Shell is preparing a Shell offshore wind sale that could raise more than $1bn, according to Bloomberg, which cited people familiar with the matter. The oil and gas major has hired advisers from Rothschild & Co. and PJT Partners Inc. to lead the process, which could launch as soon as the end of this year, with a transaction likely to take place in 2027.
The planned divestment would dispose of Shell’s remaining offshore wind interests in one move. Put alongside a string of earlier exits, it amounts to a near-total withdrawal from a sector the company once positioned as central to its low-carbon future.
The divestment follows a pattern of quiet, piecemeal exits that has gathered pace over the past two years. In March 2024, Shell sold its 50% stake in SouthCoast Wind Energy off the Massachusetts coast, according to Electrek. Then, in November 2025, the company exited the MunmuBaram floating wind project in South Korea. That same month it pulled back from the CampionWind and MarramWind projects off Scotland.

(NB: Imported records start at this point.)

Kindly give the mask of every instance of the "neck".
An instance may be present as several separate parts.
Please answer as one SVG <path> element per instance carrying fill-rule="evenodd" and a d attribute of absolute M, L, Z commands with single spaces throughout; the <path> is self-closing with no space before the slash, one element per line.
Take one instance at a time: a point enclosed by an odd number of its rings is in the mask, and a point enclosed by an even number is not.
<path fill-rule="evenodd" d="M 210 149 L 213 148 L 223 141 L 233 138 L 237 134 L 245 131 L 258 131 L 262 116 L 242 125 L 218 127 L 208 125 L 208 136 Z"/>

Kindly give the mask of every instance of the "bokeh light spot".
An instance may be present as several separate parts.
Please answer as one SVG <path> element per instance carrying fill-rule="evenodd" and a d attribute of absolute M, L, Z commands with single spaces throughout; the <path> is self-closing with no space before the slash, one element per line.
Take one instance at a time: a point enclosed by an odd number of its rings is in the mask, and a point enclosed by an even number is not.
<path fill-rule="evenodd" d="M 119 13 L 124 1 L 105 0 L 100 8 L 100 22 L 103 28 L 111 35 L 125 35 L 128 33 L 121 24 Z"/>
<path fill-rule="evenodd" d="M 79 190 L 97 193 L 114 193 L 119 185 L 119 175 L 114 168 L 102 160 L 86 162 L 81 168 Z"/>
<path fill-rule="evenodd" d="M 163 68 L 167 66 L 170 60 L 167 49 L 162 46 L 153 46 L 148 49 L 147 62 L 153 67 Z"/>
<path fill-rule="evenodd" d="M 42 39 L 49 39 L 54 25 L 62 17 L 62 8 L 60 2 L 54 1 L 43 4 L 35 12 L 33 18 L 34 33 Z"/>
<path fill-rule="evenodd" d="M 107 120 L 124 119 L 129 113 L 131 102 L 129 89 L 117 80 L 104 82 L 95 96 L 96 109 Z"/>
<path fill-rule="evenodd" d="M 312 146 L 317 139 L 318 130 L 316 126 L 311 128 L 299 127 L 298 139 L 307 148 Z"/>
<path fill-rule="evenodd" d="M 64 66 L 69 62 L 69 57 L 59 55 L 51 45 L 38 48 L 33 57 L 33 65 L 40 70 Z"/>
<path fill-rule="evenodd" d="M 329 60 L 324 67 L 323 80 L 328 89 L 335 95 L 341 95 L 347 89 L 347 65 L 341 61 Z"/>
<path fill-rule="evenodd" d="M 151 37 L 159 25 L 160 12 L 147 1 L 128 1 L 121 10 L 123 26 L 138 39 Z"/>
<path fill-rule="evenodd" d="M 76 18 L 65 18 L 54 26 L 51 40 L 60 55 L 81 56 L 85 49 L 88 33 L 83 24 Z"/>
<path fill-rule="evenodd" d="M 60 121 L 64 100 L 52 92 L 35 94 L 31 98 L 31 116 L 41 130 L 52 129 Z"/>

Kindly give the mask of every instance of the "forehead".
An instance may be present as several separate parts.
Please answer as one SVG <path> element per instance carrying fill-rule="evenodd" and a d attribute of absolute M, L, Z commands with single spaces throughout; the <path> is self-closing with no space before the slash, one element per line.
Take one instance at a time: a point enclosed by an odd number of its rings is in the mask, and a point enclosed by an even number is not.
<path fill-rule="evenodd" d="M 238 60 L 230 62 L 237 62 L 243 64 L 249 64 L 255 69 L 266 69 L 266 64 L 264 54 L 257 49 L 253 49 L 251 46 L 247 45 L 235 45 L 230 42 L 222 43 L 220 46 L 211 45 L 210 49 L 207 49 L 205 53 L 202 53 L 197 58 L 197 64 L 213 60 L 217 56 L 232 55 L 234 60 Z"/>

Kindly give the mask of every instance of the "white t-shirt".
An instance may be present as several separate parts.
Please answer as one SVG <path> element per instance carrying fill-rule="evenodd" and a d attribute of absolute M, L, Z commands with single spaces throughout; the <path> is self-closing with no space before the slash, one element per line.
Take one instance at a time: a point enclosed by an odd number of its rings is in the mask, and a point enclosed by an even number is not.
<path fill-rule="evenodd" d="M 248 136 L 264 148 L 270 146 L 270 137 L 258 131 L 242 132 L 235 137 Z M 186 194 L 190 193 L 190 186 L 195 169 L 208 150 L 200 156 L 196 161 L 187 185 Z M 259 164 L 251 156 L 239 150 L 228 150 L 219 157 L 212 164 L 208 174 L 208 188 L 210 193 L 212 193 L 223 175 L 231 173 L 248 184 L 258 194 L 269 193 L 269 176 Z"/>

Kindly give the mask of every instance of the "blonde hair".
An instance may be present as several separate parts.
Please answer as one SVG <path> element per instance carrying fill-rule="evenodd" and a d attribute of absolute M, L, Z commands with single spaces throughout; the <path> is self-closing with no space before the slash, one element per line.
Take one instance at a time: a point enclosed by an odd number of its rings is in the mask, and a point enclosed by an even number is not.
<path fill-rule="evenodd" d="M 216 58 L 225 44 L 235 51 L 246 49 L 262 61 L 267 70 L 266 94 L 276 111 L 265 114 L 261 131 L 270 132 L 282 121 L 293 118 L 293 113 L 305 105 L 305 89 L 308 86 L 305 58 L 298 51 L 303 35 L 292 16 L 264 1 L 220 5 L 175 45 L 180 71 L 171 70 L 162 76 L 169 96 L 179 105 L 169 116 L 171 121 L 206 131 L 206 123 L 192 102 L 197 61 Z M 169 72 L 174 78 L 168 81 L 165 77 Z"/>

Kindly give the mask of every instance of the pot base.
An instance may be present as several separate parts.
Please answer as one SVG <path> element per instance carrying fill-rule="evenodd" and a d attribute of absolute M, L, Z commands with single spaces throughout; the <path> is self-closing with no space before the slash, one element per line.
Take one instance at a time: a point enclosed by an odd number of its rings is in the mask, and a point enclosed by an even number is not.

The report also notes that Shell has separately ditched plans for ScotWind offshore wind sites. Taken together, these moves leave the company’s remaining offshore wind portfolio as the asset now being formally marketed. The $1bn-plus price tag, if achieved, is the headline number, but the more material story is what it signals about how Shell now values wind energy as a business line.
Chief executive officer Wael Sawan has sought to cut costs and offload low-returning assets since taking over more than three years ago. Bloomberg frames the offshore wind sale as a further move away from Shell’s earlier strategy to diversify into green electricity, with a strong emphasis on wind.
That earlier strategy was not cheap to unwind. Shell bought Indian renewable power company Sprng Energy in 2022 for $1.55bn. Its divestment of Sprng, alongside the ongoing disposal of Shell’s European onshore renewables arm, suggests the retreat spans the full renewables portfolio, not just offshore wind.
The SouthCoast Wind exit in March 2024 is worth dwelling on. That project sat in a US offshore wind market that was already suffering from inflation, supply-chain delays and contract cancellations. Exiting there may have looked prudent at the time. The MunmuBaram departure in South Korea and the twin Scottish withdrawals in November 2025 are harder to explain away on project-specific grounds alone: they point to a strategic call, not a series of one-off commercial disappointments.
For Scope 1 and Scope 2 reporting purposes, divesting wind assets does not improve Shell’s own emissions profile, those assets produce no Scope 1 emissions. What it does affect is the company’s ability to credibly claim progress on Scope 3, where purchased and sold energy flows matter. Selling off the renewables business does not make the barrels of oil and gas cleaner; it simply removes the green electricity from the ledger.
Shell’s original renewables push was never convincingly integrated into its core capital allocation framework. The company repeatedly framed wind and solar as growth businesses without setting out the internal rate of return hurdles those assets were expected to clear, or disclosing how they sat relative to upstream oil and gas in the capital queue. Critics argued at the time that the renewables portfolio served a communications purpose as much as a financial one. The current divestment cycle suggests Sawan has reached the same conclusion, or at least a conclusion that low-returning assets have no place in the portfolio regardless of their colour.
Whether the sale process actually launches before the end of this year remains, per Bloomberg’s own hedged framing, conditional. Adviser appointments do not guarantee a transaction; they guarantee a process. If market appetite for offshore wind assets (still under pressure from elevated interest rates and turbine cost inflation) has not sufficiently recovered by the time Shell moves to a formal auction, the $1bn-plus valuation may prove optimistic.
The formal process is expected to launch before year-end, with a sale targeted for 2027. Prospective buyers will want to know precisely which assets remain in the portfolio: given how many have already been exited, the answer to that question is now the central commercial one.